What I've tried (all from a live-usb):
1. `gpart bootcode -p /boot/boot1.efi -i 1 ada0`
2. `gpart bootcode -p /boot/boot1.efifat -i 1 ada0`
3. `gpart bootcode -p /boot/gptbootzfs -i 1 ada0`
4. `gpart bootcode -b /boot/pmbr -p /boot/gptbootzfs -i 1 ada0`
There was no change with any of them except 2.; with boot1.efifat my motherboard at least detects ada0 as having a UEFI bootloader, but still gives the same error message.

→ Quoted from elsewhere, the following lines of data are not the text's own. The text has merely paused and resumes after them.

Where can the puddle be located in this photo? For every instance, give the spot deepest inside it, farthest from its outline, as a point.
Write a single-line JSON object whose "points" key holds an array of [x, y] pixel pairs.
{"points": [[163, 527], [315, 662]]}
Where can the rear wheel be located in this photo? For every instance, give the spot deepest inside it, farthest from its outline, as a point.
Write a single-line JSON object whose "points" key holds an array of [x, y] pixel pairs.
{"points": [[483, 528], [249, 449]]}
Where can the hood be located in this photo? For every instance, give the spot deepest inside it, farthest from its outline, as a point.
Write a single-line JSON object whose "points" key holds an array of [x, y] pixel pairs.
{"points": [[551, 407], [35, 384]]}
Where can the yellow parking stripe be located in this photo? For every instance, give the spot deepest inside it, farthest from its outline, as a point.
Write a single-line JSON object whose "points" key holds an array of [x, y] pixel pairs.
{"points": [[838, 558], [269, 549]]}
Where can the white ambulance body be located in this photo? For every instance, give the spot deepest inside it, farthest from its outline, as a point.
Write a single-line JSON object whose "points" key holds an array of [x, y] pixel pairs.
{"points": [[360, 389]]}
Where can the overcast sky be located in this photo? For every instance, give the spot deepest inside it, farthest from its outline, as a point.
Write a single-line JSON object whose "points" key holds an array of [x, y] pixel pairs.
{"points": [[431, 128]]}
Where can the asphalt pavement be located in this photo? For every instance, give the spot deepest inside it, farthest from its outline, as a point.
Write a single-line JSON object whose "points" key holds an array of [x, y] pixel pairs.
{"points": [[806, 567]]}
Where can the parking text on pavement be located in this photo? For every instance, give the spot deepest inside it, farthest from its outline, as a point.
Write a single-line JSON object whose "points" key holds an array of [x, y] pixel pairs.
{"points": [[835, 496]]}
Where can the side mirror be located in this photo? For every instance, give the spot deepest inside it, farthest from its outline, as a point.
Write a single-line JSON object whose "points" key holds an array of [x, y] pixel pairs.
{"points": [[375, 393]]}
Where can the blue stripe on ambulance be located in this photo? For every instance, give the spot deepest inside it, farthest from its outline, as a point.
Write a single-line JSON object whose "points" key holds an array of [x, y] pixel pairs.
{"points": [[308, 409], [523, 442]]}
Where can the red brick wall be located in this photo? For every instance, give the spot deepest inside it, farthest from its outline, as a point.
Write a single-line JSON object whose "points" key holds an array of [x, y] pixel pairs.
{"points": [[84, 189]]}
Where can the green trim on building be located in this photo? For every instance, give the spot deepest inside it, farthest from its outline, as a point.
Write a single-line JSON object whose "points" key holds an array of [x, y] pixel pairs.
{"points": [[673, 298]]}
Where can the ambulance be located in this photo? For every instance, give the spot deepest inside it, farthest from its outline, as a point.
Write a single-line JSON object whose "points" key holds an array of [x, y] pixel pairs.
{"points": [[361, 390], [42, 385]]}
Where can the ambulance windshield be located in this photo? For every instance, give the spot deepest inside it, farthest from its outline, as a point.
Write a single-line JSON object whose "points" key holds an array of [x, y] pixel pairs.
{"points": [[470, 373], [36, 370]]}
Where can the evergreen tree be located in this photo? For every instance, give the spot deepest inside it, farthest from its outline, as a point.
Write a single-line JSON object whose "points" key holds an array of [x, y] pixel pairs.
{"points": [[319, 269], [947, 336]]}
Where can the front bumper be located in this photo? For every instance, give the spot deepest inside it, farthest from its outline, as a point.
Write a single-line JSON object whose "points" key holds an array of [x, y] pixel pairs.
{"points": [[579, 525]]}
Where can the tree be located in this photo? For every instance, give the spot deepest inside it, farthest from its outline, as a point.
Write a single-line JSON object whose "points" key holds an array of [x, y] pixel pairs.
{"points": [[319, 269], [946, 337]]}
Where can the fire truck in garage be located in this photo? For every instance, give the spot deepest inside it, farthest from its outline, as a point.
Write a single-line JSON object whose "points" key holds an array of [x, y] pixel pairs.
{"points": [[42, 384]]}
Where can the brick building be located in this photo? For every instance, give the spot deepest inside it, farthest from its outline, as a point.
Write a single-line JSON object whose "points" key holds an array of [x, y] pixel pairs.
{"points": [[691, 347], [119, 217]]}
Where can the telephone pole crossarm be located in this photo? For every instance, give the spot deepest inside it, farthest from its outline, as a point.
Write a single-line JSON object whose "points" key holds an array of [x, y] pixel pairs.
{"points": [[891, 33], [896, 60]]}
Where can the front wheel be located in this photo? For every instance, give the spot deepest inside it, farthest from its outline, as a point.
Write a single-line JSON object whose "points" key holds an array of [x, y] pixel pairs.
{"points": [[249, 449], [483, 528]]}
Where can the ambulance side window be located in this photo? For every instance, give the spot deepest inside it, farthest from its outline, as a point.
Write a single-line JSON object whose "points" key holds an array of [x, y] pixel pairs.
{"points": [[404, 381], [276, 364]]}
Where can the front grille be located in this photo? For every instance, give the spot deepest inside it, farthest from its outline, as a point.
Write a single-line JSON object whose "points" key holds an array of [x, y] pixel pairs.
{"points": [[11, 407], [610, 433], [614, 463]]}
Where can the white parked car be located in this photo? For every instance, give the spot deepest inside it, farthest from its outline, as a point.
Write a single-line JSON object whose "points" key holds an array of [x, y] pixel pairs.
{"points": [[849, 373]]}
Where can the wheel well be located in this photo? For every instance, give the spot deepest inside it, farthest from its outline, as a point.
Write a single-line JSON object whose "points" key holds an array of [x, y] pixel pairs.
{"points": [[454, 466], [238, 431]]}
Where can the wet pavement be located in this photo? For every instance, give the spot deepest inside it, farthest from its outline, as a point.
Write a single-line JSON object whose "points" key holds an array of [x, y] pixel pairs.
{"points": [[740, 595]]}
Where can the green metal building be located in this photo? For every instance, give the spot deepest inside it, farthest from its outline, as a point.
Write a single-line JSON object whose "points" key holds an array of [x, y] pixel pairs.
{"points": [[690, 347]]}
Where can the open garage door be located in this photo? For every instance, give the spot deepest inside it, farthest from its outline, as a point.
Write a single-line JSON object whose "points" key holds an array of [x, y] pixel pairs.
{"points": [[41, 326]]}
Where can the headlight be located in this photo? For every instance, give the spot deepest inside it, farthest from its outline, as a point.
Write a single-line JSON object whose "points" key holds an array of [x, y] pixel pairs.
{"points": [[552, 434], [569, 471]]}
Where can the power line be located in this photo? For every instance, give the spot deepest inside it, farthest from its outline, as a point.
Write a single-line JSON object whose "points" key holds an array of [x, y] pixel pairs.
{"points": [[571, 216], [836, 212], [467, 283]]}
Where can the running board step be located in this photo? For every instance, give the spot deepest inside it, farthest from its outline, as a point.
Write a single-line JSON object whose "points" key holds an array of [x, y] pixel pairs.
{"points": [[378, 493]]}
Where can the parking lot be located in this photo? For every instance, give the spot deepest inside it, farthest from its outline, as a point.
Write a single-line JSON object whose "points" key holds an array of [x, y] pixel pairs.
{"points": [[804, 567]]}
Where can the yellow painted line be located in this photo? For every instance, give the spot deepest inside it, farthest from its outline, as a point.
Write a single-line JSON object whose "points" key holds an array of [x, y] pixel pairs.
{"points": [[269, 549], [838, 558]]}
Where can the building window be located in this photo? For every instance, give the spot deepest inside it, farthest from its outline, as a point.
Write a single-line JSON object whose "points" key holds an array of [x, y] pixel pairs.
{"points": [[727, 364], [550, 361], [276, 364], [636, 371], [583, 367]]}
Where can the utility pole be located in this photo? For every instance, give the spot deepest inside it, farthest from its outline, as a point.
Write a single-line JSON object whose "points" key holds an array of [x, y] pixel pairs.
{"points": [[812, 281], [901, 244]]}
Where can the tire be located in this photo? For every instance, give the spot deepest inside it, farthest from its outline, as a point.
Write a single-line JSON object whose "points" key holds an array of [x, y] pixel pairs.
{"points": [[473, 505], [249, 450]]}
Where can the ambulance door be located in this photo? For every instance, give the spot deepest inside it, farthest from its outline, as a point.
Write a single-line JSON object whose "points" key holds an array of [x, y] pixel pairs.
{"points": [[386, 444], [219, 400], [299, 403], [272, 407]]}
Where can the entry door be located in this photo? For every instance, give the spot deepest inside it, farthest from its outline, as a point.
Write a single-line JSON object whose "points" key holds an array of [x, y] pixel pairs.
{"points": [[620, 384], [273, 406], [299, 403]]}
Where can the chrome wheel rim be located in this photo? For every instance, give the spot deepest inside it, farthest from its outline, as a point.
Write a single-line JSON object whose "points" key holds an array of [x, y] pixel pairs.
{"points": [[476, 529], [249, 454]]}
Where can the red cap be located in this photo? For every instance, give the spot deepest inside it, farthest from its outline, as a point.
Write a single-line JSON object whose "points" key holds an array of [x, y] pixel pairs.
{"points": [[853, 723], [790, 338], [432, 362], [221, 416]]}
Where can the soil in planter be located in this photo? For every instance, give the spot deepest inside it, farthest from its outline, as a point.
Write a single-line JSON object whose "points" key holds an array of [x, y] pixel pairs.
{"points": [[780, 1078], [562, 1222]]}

I've been trying to figure out what `bsdinstall` actually does but no luck so far. I only have a basic grasp of the boot procedure, and this is really my first *nix system on UEFI.
Would very much appreciate some help with figuring this out.


----------



## zirias@ (Mar 23, 2021)

```
newfs_msdos /dev/ada0p1
mount -t msdosfs /dev/ada0p1 /boot/efi
mkdir -p /boot/efi/efi/boot
cp /boot/loader.efi /boot/efi/efi/boot/BOOTx64.efi
umount /boot/efi
```

Notes:

You destroyed your efi partition by overwriting it with boot code (gptzfsboot) for "legacy" boot (might be a feature request for gpart(8): Refuse writing partition bootcode to any partition with a different type than `freebsd-boot`…)
the file name BOOTx64.efi is for amd64, if this doesn't match for you, see uefi(8)
boot1.efifat is an IMAGE of an efi partition containing boot1.efi as the efi bootloader, so writing it with `gpart bootcode` is _technically_ correct for UEFI boot, but it's deprecated (already removed in FreeBSD 13) and lacks support for a few things like e.g. encrypted root. The correct way is, as seen above, to write loader.efi inside your efi partition.


----------



## eternal_noob (Mar 23, 2021)

Ethna said:


> I'm using freebsd 12.1 (or maybe 12.2, not exactly sure - can figure out if it is important).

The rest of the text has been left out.